Opinion Editorial | |
| Monday, February 8, 1999 | |
Clinton's 2000 Budget Is A Phony |
"We shall tax and tax, and spend and spend, and elect and elect." So said Harry Hopkins, President Franklin Roosevelt's closest adviser, in 1938 in describing the political philosophy of the Democratic Party. The same words could have been said by Bill Clinton today. His fiscal year 2000 budget is possibly the most political one ever put forward. It is transparently insincere in its proposals and filled with numbers that do not stand up to close scrutiny. It is less a budget than a campaign statement, with all of the shallowness and imprecision that characterize such documents.
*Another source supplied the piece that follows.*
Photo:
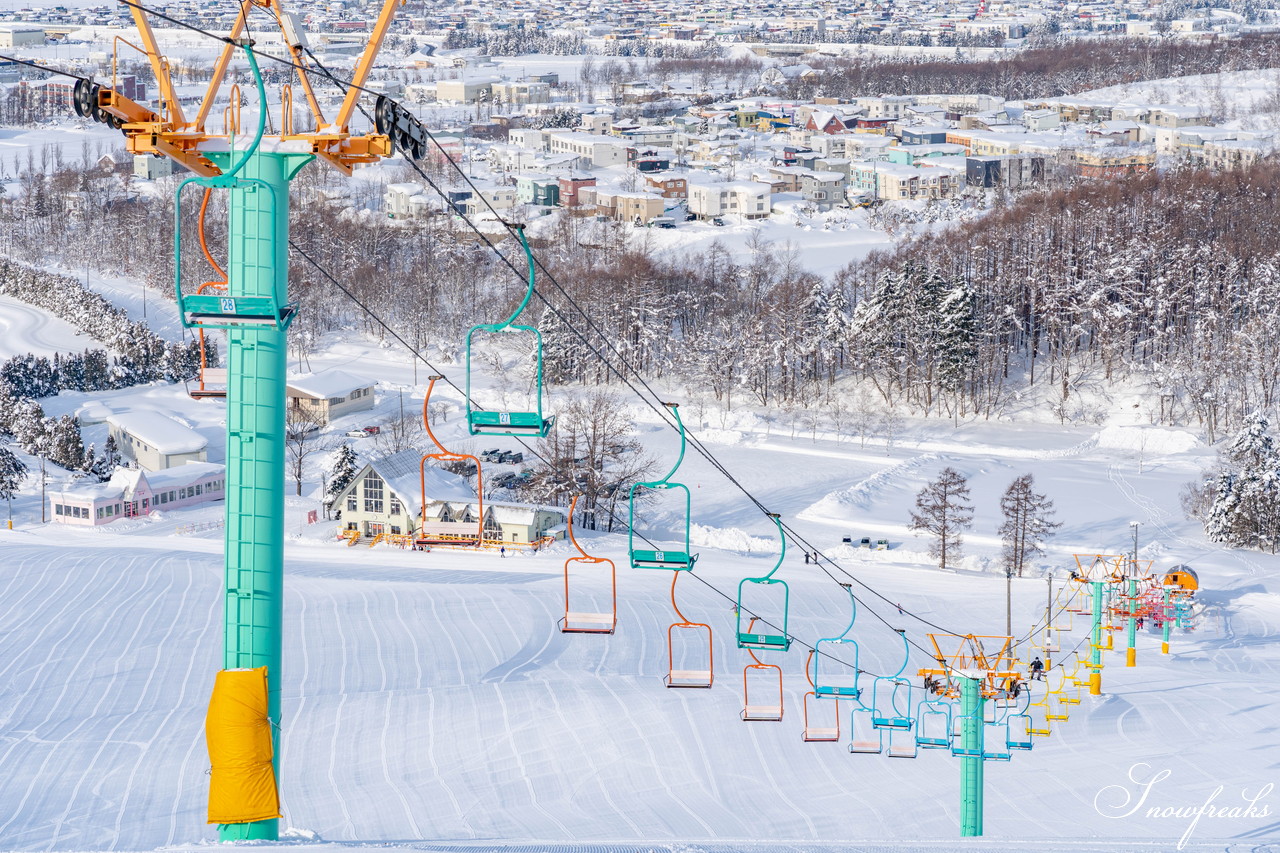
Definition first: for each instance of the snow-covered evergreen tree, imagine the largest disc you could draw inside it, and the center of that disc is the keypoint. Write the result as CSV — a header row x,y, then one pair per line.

For most of our history, presidents did not submit budgets to Congress. Congress made the budget and the president simply spent what he was given to spend. At the end of the year all the outlays were totaled and that was the budget. But in the 1920s Congress required the president to submit a plan for proposed spending that would help guide its deliberations. And for many years Congress adhered fairly closely to the president's priorities.
In the 1980s, however, Congress began to reject presidential budgets out of hand. Almost every year congressional leaders would declare President Reagan's budgets "dead on arrival." I recall years in which they were symbolically dumped into trash cans by Democratic members of Congress, ignored and unread. Yet the certain knowledge that its budgets would be rejected never stopped the Reagan Administration from making a major effort each year to propose programs it genuinely wanted to be enacted, and to provide Congress and the public with a clear rationale and explanation for those initiatives.
Clinton's budget, by contrast, is filled with so many initiatives that one cannot possibly take them seriously as genuine statements of administration priorities. Indeed, his main one -- reserving most of the budget surplus for Social Security -- is so poorly thought through that even budget experts cannot figure out how it is supposed to work.
In addition, one cannot take many of the budget projections at face value. The idea that we can seriously count on a federal budget surplus of $393.1 billion in fiscal year 2009 simply cannot be believed -- we cannot even forecast current year surpluses accurately, let alone those a decade out. Moreover, the revenue figures appear to be low-balled in order to forestall calls for tax cuts. Previous revenue forecasts were underestimates (see figure). And there is no reason whatsoever to believe that revenues will fall as a share of the gross domestic product in future years absent the sort of major tax cut that Mr. Clinton opposes.